Complementado as diferenciações estabelecidas por Dworkin, eis a doutrina de Barroso e Barcellos:

A dogmática moderna avaliza o entendimento de que as normas em geral, e as normas constitucionais em particular, enquadram-se em duas grandes categorias diversas: os princípios e as regras. Antes de uma elaboração mais sofisticada da teoria dos princípios, a distinção entre eles fundava-se, sobretudo, no critério da generalidade. Normalmente, as regras contêm relato mais objetivo, com incidência restrita às situações específicas às quais se dirigem. Já os princípios têm maior teor de abstração e incidem sobre uma pluralidade de situações. Inexiste hierarquia entre ambas as categorias, à vista do princípio da unidade da Constituição. Isto não impede que princípios e regras desempenhem funções distintas dentro do ordenamento (...) distinção qualitativa ou estrutural entre regra e princípio (...) Regras são, normalmente, relatos objetivos, descritivos de determinadas condutas e aplicáveis a um conjunto delimitado de situações. Ocorrendo a hipótese prevista no seu relato, a regra deve incidir, pelo mecanismo tradicional da subsunção: enquadram-se os fatos na previsão abstrata e produz-se uma conclusão. A aplicação de uma regra se opera na modalidade tudo ou nada: ou ela regula a matéria em sua inteireza ou é descumprida. Na hipótese do conflito entre duas regras, só uma será válida e irá prevalecer. (...) (BARROSO E BARCELLOS, s/d, p.10/11)

Em direção diversa, os princípios do Direito seriam aplicáveis apenas sob um modelo de “dimensões de peso ou importância” (the dimension of weight or importance) no qual, determinadas as circunstâncias do caso concreto, pode um princípio ser afastado em detrimento de outro, sem, contudo, perder a sua validade. Isso acontece porque os princípios, segundo a corrente mais tradicional, não possuem ordens de aplicação direta, dependendo, pois, de outras regras positivadas para sua aplicação, o que lhes atribui certa “maleabilidade”.

No mesmo sentido, outro critério bastante utilizado para se distinguir princípios de regras é o critério da abstração. É inegável que regras positivadas e princípios possuem um alto grau de abstração, o que possibilita o porte dos conceitos normativos para a aplicação no plano concreto. Todavia, pelo fato de estarem predominantemente reduzidas a termo, as regras têm um campo de incidência mais restrito. 

Considere-se, a título de exemplo, que o aplicador de uma regra positivada tem a difícil tarefa de transmutar o texto normativo em um direito aplicável materialmente. Para isso, tal intérprete se vale de métodos hermenêuticos para extrair um sentido sólido e coeso das palavras, partindo de um ponto razoavelmente estruturado, que é a letra da lei.

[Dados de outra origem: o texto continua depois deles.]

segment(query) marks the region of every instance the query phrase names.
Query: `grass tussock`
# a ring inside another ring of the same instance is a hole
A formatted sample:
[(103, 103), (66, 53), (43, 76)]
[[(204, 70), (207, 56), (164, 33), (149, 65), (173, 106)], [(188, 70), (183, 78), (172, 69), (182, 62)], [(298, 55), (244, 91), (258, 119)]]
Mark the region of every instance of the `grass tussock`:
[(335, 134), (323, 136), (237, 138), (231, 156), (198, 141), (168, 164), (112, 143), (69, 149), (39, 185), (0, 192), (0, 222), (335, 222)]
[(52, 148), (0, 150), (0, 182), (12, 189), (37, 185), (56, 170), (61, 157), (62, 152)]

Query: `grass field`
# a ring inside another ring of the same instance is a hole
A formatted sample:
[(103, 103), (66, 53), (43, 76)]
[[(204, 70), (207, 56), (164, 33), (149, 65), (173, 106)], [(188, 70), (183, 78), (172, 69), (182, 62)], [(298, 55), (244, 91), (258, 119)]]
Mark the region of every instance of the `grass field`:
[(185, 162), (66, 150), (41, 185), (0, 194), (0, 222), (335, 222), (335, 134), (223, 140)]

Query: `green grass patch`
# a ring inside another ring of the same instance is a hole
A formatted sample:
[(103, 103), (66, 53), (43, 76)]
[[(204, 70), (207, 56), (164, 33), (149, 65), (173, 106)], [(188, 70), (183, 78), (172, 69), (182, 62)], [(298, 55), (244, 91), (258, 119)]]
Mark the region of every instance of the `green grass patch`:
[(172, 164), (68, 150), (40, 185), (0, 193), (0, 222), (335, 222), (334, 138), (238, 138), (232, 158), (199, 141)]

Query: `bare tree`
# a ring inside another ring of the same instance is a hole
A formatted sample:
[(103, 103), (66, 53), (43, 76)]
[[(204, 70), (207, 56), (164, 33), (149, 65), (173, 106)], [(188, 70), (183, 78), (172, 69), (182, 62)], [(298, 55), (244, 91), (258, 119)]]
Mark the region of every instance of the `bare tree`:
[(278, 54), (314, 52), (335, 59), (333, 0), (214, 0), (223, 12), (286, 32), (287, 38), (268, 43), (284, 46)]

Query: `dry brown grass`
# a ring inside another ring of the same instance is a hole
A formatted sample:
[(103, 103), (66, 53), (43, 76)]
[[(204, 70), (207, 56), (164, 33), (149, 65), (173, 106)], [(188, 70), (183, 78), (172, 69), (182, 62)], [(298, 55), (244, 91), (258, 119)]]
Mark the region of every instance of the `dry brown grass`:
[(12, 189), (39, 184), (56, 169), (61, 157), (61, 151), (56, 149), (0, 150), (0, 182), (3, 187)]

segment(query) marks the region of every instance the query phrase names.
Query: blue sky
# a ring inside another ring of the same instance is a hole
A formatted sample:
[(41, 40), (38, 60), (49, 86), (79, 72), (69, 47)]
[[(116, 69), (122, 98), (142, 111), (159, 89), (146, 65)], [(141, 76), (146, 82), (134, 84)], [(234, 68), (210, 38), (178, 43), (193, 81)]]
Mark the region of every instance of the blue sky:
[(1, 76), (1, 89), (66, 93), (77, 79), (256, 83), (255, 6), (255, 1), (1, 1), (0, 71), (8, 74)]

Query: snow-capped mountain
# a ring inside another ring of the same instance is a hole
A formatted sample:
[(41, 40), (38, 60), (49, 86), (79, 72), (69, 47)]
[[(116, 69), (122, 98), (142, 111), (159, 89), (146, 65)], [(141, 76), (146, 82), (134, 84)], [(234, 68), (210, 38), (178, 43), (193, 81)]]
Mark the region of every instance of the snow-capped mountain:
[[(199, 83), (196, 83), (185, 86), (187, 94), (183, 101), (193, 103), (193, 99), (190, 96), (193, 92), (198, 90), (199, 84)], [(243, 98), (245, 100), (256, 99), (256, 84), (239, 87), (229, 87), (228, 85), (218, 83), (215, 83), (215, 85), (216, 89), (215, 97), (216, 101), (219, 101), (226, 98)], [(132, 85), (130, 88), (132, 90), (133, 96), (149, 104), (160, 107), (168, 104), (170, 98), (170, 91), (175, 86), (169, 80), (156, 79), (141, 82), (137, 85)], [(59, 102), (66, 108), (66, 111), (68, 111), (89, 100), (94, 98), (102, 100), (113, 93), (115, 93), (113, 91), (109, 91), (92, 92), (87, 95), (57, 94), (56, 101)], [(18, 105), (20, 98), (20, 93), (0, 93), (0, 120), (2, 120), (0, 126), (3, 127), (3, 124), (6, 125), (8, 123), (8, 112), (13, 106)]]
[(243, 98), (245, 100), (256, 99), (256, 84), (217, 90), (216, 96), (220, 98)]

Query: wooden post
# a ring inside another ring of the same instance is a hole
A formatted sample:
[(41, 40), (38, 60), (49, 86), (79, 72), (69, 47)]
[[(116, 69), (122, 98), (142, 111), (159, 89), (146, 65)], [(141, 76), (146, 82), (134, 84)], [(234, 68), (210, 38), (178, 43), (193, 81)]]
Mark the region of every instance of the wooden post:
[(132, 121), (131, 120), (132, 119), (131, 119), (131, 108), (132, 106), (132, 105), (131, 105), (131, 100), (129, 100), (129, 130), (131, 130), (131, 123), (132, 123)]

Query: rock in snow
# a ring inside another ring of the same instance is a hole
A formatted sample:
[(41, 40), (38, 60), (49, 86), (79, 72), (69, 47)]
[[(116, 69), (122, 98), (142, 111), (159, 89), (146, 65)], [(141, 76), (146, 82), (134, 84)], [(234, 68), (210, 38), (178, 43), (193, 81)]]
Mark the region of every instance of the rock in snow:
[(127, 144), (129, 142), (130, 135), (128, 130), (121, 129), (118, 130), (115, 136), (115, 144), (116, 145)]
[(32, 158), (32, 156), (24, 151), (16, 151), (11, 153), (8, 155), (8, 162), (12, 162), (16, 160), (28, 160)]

No caso dos princípios, desde que não estejam positivados, o único ponto de partida de que pode se valer o intérprete é a consciência comum do que se entende pelo princípio estudado. Explico: muito embora os princípios gerais do Direito, que são eminentemente institutos mais próximos ao jusnaturalismo que ao juspositivismo, tenham um grau de variabilidade menor do que outras normas, seus significados podem mudar para se adequar aos padrões de aceitabilidade tempo-espaciais. Assim sendo, de maneira exemplificada, o princípio da igualdade não é visto no Brasil de hoje da mesma forma que na Índia, tampouco foi o mesmo princípio da igualdade observado no Brasil militar da segunda metade do século 20.

A falta de concreção textual, que é naturalmente característica dos princípios, os coloca em um grau de abstração acima das regras, o que amplia seu campo de incidência.    

Ainda nesse sentido, as ideias de Barroso e Barcellos:

Princípios, por sua vez, contêm relatos com maior grau de abstração, não especificam a conduta a ser seguida e se aplicam a um conjunto amplo, por vezes indeterminado, de situações. Em uma ordem democrática, os princípios freqüentemente entram em tensão dialética, apontando direções diversas. Por essa razão, sua aplicação deverá se dar mediante ponderação (...). (BARROSO E BARCELLOS, s/d, p.10/11)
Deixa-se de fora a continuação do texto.